Q: Com que consequências? R: Os
efeitos dessas políticas são devastadores não apenas sobre o emprego, uma vez que criam as condições para
uma recessão permanente, mas também sobre as contas públicas, porque o impacto positivo das exportações sobre as finanças públicas é muito baixo. O
Estado ganha mais quando os produtos das empresas são vendidos internamente, por meio de impostos sobre o consumo, do que quando são vendidos no exterior. Logo, a opção por privilegiar a correcção da dívida externa põe em causa a prossecução dos outros dois objectivos: crescimento do emprego e finanças públicas.

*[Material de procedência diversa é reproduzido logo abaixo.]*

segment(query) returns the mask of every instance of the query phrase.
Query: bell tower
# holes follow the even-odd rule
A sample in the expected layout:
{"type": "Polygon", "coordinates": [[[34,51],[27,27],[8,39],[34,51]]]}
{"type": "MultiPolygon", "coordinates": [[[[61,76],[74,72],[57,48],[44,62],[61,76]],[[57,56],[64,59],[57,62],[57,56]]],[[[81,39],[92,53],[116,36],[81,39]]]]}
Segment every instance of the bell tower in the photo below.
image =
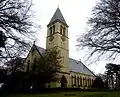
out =
{"type": "Polygon", "coordinates": [[[46,49],[57,47],[62,57],[61,72],[69,72],[68,25],[57,8],[52,19],[47,25],[46,49]]]}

-Q: Se as consequências das políticas austeritárias são claros para todos, por que se insiste no erro? R: Não é possível ter economias com estruturas produtivas tão diferentes como as que existem na UE e, ao mesmo tempo, viver com as mesmas regras de política monetária, a menos que se verifique uma de duas coisas:
ou há uma enorme transferência de recursos (como aqueles que existem, por exemplo, entre o norte e o sul de Itália);
ou então há um
empobrecimento acelerado e duradouro das economias que têm estruturas de produção menos competitivas. A maioria das instituições internacionais considera politicamente inviável a primeira hipótese – e, provavelmente, têm razão. Sendo assim, a solução para a preservação da zona euro tem de passar por
promover a flexibilidade e a desvalorização interna das economias mais fracas.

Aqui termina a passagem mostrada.